それを読み比べて思ったのは、原作となった映画の重さ、そしてやはりレスリーが不在であることで、どうしても見る目が厳しくなってしまうのだろうか、ということであった。

 この記事は、『寵愛』を聴きながら書いている。
iPodにもレスリーのアルバムが増えてきているし、なぜかこの春はこれまでよりも彼の歌が聴きたくなってしょうがないのである。

 確かに、一時期は彼の歌が全然聴けなかった。特にレスリーが一番好きってわけじゃなかった。でも、彼がいなくなったことはかなりの打撃だった、ということは今までもこの季節になれば繰り返し言ってきたことである。

 もともとはインド映画がお好みで、『アジア・映画の都』の著者としても知られる松岡さんは、70~80年代はインドに行くついでに香港によってそこでよくインド映画の資料を集めていたという。そこで香港映画と香港ポップスの洗礼を浴び、『誰かがあなたを愛してる』のついでに観た『チャイニーズ・ゴースト・ストーリー』でレスリー落ちした(って失礼な書き方で申し訳ありません)という。つまり筋金入りのレスリー迷である。そんな松岡さんが香港の20世紀後半から現代に至る香港芸能史と、その中で生きたレスリーの生涯を重ね合わせて書いたこの本。

 まず、「はじめに」で書かれた「時代が彼を殺した」の一文に衝撃を受ける。
確かに、あのころの香港はSARS渦以前に、映画も(『無間道』の大ヒットは別として)芸能界も元気がなかった。'02年のクリスマスに渡港したとき、知り合った在港カナダ人女性に「香港映画が好きなの?今の香港映画は面白くないじゃないの、くだらなくて」といわれて内心凹んだこともあったが、それでもいつかは元気を取り戻してくれると思っていたからだ。しかし、それからしばらくして香港でSARSが大流行し、その騒ぎにまぎれる形で、5年前の今夜、ワタシはネットでレスリーがこの世から去ったことを知ったのだ。そんなことを思えば、「時代に殺された」と言いたくなるのもわかるのだが、それは当たっているような気もすれば、どこか違うような気もする…。これについては、うまく言えないのだが。

 香港エンタメ&香港好きを10年以上やってきている私だが、どうもかの都市が背負う歴史的背景や、香港芸能の変遷については疎いところがあった。←それは単なる勉強不足である。だから、前半で60年代香港の時代背景から始まり、本当の意味での“香港芸能”が確立していく80年代までを丁寧に紹介されてくれたのは嬉しかった。香港でも台湾でも、90年代初頭までは日本語のカバー曲が多かったので、学生時代にはよくそれをネタにして盛り上がっていたのだが(特に北京語の台湾ポップス)、カバーだけじゃなくて実際に日本人ミュージシャンが香港の歌手に曲を書き下ろしていたとここで初めて知った。どうりでレスリーの80年代の曲を聴くと、カバー曲じゃなくてもどこかに80年代日本ポップス(それもまだJ-POPなどと呼ばれないころの曲たちだ)の香りがあると感じるわけだ。

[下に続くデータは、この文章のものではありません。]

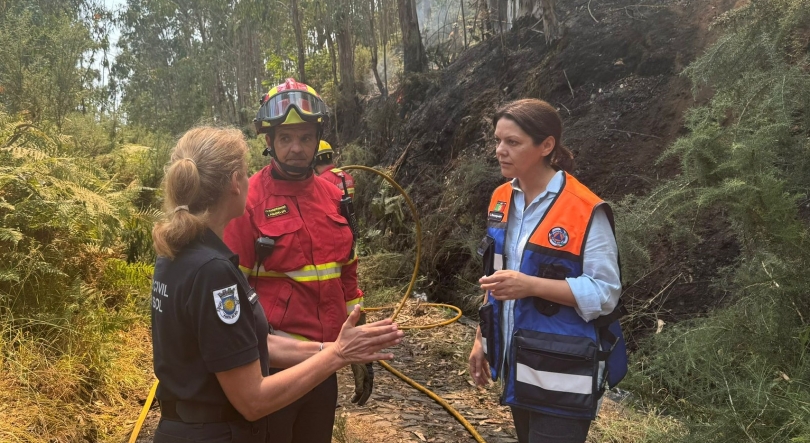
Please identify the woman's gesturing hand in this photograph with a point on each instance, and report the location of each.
(362, 344)
(479, 367)
(507, 285)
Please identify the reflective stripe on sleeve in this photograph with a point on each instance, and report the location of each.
(326, 271)
(351, 303)
(290, 335)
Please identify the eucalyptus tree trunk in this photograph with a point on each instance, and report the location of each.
(551, 27)
(414, 51)
(374, 51)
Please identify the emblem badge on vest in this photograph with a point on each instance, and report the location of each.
(558, 237)
(227, 303)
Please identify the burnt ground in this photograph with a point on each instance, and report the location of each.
(615, 79)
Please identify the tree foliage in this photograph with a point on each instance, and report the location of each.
(743, 373)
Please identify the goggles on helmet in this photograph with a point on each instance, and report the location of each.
(276, 110)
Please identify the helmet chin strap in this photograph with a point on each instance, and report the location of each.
(301, 172)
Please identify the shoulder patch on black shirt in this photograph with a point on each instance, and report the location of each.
(227, 302)
(275, 212)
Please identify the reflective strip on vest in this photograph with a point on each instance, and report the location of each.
(554, 381)
(326, 271)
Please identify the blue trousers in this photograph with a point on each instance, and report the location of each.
(535, 427)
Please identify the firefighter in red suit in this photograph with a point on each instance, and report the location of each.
(326, 169)
(307, 279)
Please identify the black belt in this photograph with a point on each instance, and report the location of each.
(195, 412)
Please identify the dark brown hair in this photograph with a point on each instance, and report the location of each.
(540, 120)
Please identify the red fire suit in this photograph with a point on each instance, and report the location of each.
(333, 174)
(309, 282)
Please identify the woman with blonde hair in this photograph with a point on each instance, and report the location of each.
(210, 336)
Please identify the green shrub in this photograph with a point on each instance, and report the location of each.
(742, 373)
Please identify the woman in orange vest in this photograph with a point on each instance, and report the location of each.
(549, 326)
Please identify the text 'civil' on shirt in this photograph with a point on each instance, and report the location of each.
(205, 319)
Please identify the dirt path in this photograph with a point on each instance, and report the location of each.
(396, 412)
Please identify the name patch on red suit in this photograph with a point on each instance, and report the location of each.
(275, 212)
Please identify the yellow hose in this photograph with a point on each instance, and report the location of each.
(407, 295)
(397, 310)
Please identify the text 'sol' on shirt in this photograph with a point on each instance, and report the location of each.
(205, 319)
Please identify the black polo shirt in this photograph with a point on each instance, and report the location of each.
(205, 319)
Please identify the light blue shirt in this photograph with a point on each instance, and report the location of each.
(598, 289)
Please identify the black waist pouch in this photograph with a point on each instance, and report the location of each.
(486, 316)
(556, 371)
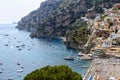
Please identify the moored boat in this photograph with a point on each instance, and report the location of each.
(69, 57)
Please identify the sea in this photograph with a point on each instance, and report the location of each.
(20, 54)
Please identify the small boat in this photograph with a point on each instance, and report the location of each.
(69, 57)
(19, 71)
(80, 54)
(10, 78)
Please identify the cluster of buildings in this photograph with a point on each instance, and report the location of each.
(107, 35)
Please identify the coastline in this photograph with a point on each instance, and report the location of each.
(103, 69)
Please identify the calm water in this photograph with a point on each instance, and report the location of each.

 そして、レスリーがアイドル歌手だったころについて語るときに欠かせないのが、当時トップアイドルだったダニー・チャン(陳百強)のこと。実際、歌手としてはレスリーよりダニーのほうがいい、と言い切った人が身近にいたような気がしたし(たぶん学生時代のことだ)、元レスリーファンの知人から『青春の光と影(失業生)』を借りて観た時は、ああ、これは確かにレスリーが出ていてもダニーの映画だな、と感じたわけであって、そういうところから80年代半ばのレスリーの立ち位置を理解したものだった。同じ時期に『衝撃・21』も観たけど、あれもまた…(中略)な映画だったよな。しかし、それを観た当時は、ダニーがすでにこの世におらず、彼もまた衝撃的な最期を迎えていたということも知らなかった…。

 一度引退してからふたたび復帰した後の活躍はもちろんよく知っている。そして、97年以降の香港の変化と、レスリーがチャレンジしようとしていたことも。しかし、大陸の影響や日本でも旋風を巻き起こした○○が直接・間接的に影響したのかどうか知らないが、香港映画は活気を失い、彼の夢の実現も遠ざかる。そして…と考えると、非常に切ないのである。ああいう状態ならば、鬱にならないほうがおかしい。
 遅かれ早かれ、人はいつかこの世から去ってしまう。レスリーもたとえ今生きていたとしても、いつかは命尽きただろう。その命の尽きる時期が、あまりにも早かったのはやっぱり惜しいとしかいえないのだ。だから、ワタシは彼の分まで精一杯生きたいし、これから香港映画や芸能がどういう方面に動いていくかも見守りたい。そんなふうに思ってしまいながら、この本を読み終えたのである。